Question

Let a, b, c, d, e be natural numbers in an arithmetic progression such that $a+b+c+d+e$ is the cube of an integer and b + c + d is square of an integer. The least possible value of the number of digits of c is?
(a) 2
(b) 3
(c) 4
(d) 5

Answer 1

Hint: We know that in an arithmetic series, the numbers are in such sequence that the difference between two consecutive terms is constant throughout the series.

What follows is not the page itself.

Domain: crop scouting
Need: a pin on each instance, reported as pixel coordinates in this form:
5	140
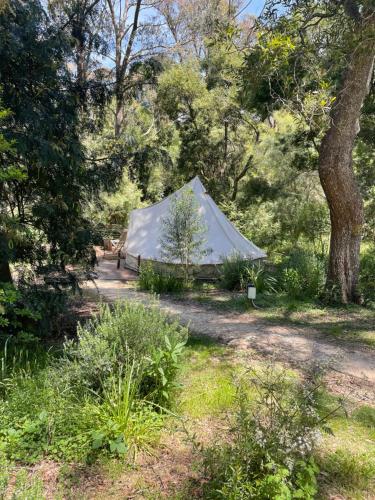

Complete step-by-step answer:
Let a, b, c, d, e be natural numbers in an arithmetic progression. We know that arithmetic progression or arithmetic sequence is a sequence of numbers such that the difference between two consecutive terms is constant.
Let us assume that the common difference between them is D and the first term of series is A.
So according to our assumption, the numbers can be written as,
a = A – 2D
b = A – D
c = A
d = A + D
e = A + 2D
We know that it is given in the question that $a+b+c+d+e$ is the cube of an integer. So, let us suppose that the integer is p.
So, we can write that,
$a+b+c+d=e={{p}^{3}}....\left( i \right)$
Also, it is given in the question that b + c + d is the square of an integer. So, let us suppose that the integer is q.
So, we can write that,
$b+c+d={{q}^{2}}....\left( ii \right)$
Now we can substitute the values of A, B, C and D in equation (i) as shown below,
$A-2D+A-D+A+A+D+A+2D={{p}^{3}}$
On simplifying the above equation, we can observe that the variable D will get cancelled out and we will be left with the variable A in the left-hand side of the equation.
$5A={{p}^{3}}....\left( iii \right)$
Now substituting the value of B, C and D in equation (ii), we will get
$A-D+A+A+D={{q}^{2}}$
Again, on simplifying the above equation, we can observe that the variable D will get cancelled out and we will be left with variable A in the left-hand side of the equation.
$3A={{p}^{2}}....\left( iv \right)$
Now we have to divide equation (iv) by equation (iii). We will get,
$\dfrac{5A}{3A}=\dfrac{{{p}^{3}}}{{{q}^{2}}}$
We can observe that variable A is cancelled out and we will be left with
$\dfrac{5}{3}=\dfrac{{{p}^{3}}}{{{q}^{2}}}$
$\dfrac{{{p}^{3}}}{5}=\dfrac{{{q}^{2}}}{3}$
It is said in the question that we have to find the least possible value of the number of digits of c.
So by hit and trial method, the least possibility is
$\begin{aligned} & p=5\times 3 \\\ & q=5\times 3\times 3 \\\ \end{aligned}$
As it will satisfy the equation, we have $p=15\text{ and }q=45$.
Now we know that
$5A={{p}^{3}}$
So putting the value of p = 15 in it, we will get
$\begin{aligned} & 5A={{15}^{3}} \\\ & 5A=3375 \\\ & A=675 \\\ \end{aligned}$
Since we have the value of c = A, we get that c = 675.
It consists of 3 numbers of digits, so the answer to the question is 3. Hence, we get option b as the correct answer.

Note: We can approach this question with a different method. We can take elements of the A.P series as $a,a+d,a+2d...$ instead of $a=A-2D,\text{ }b=A-D,c=A,d=A+D,e=A+2D$. But, this method will increase the number of unknown variables in the equation and make it difficult to solve the question.